You won't, of course, see anyone in the press condemn the Republican nominee for this, and not just because John McCain could strangle a puppy while taking a hit from a crack pipe, and David Broder and Chris Matthews would say it shows what a straight-talking maverick he is. No, the reason the press won't condemn it isn't because of their love for McCain, but because of their absolutely bottomless cynicism. No attack is considered too low, no tactic too unethical. The only question is whether it works. If it does, they will praise it; the only thing they condemn is political failure.

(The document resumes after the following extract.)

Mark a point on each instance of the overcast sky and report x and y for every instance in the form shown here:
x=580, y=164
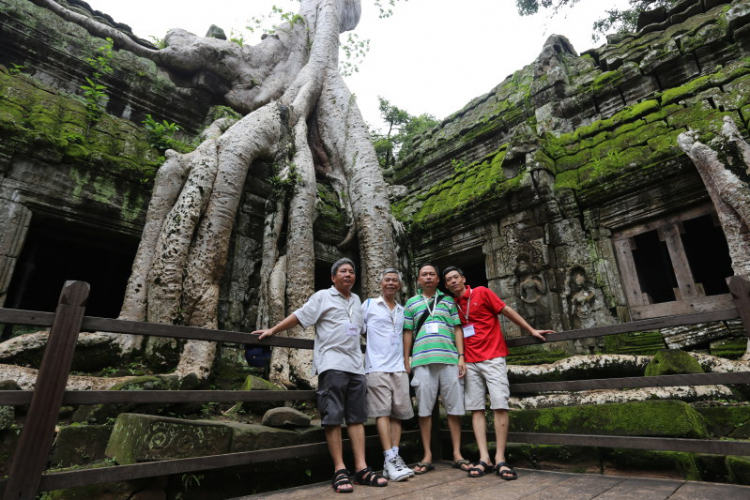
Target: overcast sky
x=431, y=56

So the Democratic nominee will have to find novel ways to demonstrate his or her patriotism. But what would a president with insufficient patriotism look like? Other qualities we want in a president might be assessed for their relative quantity. Judgment, wisdom, foresight, morality -- of these, it would seem you can't have too much, and the more you've got the better. Yet we're supposed to believe that at some point, an adviser would say to President Obama, "Sir, this is what's best for America," at which he would finger his empty lapel and reply, "America? Eh."

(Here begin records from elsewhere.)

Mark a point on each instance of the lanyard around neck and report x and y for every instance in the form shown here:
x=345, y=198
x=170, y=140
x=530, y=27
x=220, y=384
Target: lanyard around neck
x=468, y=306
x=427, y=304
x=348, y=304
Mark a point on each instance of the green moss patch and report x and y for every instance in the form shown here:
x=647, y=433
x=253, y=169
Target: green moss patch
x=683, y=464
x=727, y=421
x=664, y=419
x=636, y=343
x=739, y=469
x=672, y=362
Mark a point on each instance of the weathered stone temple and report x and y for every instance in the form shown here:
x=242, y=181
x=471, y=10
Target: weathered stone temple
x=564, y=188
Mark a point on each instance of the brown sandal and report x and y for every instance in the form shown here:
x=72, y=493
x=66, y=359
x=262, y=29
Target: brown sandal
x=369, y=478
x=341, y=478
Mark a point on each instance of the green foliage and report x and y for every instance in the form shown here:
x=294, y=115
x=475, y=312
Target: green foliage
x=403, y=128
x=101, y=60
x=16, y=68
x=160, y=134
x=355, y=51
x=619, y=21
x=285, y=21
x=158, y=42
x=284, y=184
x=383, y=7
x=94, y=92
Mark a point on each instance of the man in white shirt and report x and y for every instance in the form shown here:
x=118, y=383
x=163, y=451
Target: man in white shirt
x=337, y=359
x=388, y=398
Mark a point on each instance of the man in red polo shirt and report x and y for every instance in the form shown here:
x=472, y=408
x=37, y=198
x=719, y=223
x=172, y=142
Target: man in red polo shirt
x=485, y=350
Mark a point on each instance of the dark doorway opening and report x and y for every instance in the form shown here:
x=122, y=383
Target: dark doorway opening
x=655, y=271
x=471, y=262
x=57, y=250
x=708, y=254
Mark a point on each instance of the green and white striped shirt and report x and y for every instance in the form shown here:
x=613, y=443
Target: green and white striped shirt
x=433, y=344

Perhaps the general election debates should feature some sort of patriotism-off, in which the two candidates engage in a competition to prove the depths of their love for this great land of ours. Renditions of "The Star Spangled Banner" could be compared, with extra points given if the candidate cries actual tears. Candidates would then be given a blue towel, a white towel, and a single sewing needle; first one to produce a proper flag, using his or her own blood to dye the red stripes wins. That covers the "American Idol" and "Project Runway" portions of the competition -- don't ask about the dancing.
If the primary debates are any measure, what we'll see in the general election may not be much more edifying, so long as the agenda is being set by the collection of bottom-feeders that populate our press corps (to take just one recent example, when Obama appeared on last Sunday's "Meet the Press," Tim Russert spent the first fifteen minutes asking him question after question about Jeremiah Wright, as though there could possibly be anything more to say on the subject). Again and again, the "issue" of flag pins and the location of hands relative to hearts will be solemnly raised, all justified by the fact that the lamest and most dishonest attacks are "out there." None of it will have anything to do with what the next holder of the world's most powerful post will actually do once reaching office.
But of course, that isn't really the point. Republicans don't raise these attacks every four years because they truly believe that their exists some real relationship between a president's degree of patriotic fervor and the good he'll do for America. Instead, it's one more way of arguing that the Democratic candidate isn't “one of us,” that he stands outside the circle of our tribe. He doesn't share our values, he doesn't speak our language, he doesn't love what we love and hate whom we hate.
And there's one more reason they'll be making these attacks, just as they did in the last election, and the one before that, and the ones before that: because it works.